X1 Shape: (896, 4096)
X2 Shape: (896, 4096)
y Shape: (896,)


In [349]:
from sklearn.model_selection import train_test_split
X1_train,X1_test,y_train,y_test = train_test_split(X1,y,test_size =0.333, random_state = 42)
X2_train,X2_test,y_train,y_test = train_test_split(X2,y,test_size =0.333, random_state = 42)

In [350]:
print("Accuracy scores of models built on data that is text normalized using Stemming Process:")
print(" ")
classifiers = [GaussianNB(), BernoulliNB(), SVC(), LogisticRegression()]
for classifier in classifiers:
    classifier.fit(X1_train, y_train)
    y_pred = classifier.predict(X1_test)
    print("Accuracy score of {} is:{}".format(classifier, accuracy_score(y_test, y_pred)))

Accuracy scores of models built on data that is text normalized using Stemming Process:
 
Accuracy score of GaussianNB() is:0.6722408026755853
Accuracy score of BernoulliNB() is:0.6086956521739131
Accuracy score of SVC() is:0.7424749163879598
Accuracy score of LogisticRegression() is:0.7190635451505016


In [351]:
print("Accuracy scores of models built on data that is text normalized using Lemmatizing Process:")
print(" ")
for classifier in classifiers:
    classifier.fit(X2_train, y_train)
    y_pred = classifier.predict(X2_test)
    print("Accuracy score of {} is:{}".format(classifier, accuracy_score(y_test, y_pred)))

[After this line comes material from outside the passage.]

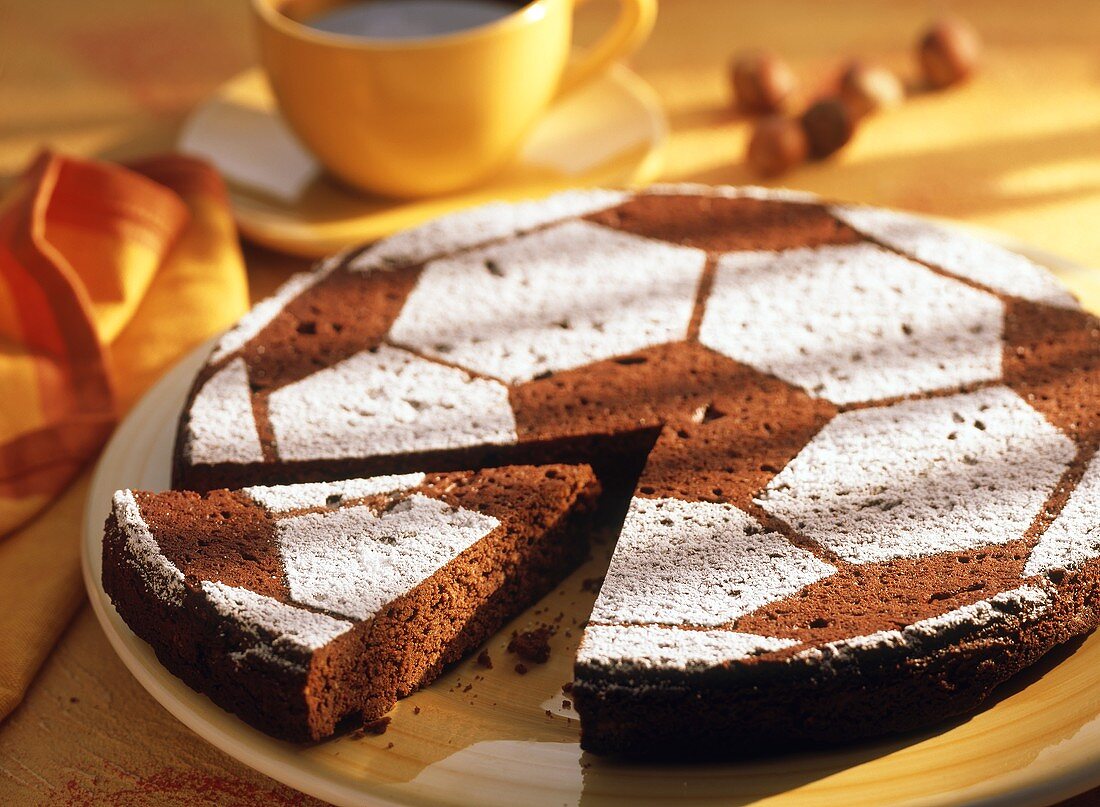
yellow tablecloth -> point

Accuracy scores of models built on data that is text normalized using Lemmatizing Process:
 
Accuracy score of GaussianNB() is:0.6488294314381271
Accuracy score of BernoulliNB() is:0.6020066889632107
Accuracy score of SVC() is:0.745819397993311
Accuracy score of LogisticRegression() is:0.7357859531772575


##  

## Inferences:

#### 1. It can be seen that models MultinomialNB and LogisticRegression performed better above all, in case of Count vectorization.
#### 2. Stemming is better with Countvector narmalization technique.
#### 3. Lemmazation is better with tf_idf vectorization.
#### 4. Irrespective of Stemming or Lemmatizing and Bag words techqniue or Tf_idf vectorizations Bernoulli Naive Bayes model perfromed the same with an accuracy score of ##### 0.7090301003344481.
#### 5. It is observed that with Hashing technique there are diffficulties in building MultinomialNB model.
#### 6. Models built on hash vectorized data performs least for SENTIMENT ANALYSIS.
#### 7. Stemming + CountVectorizer is best suited for Sentiment Analysis.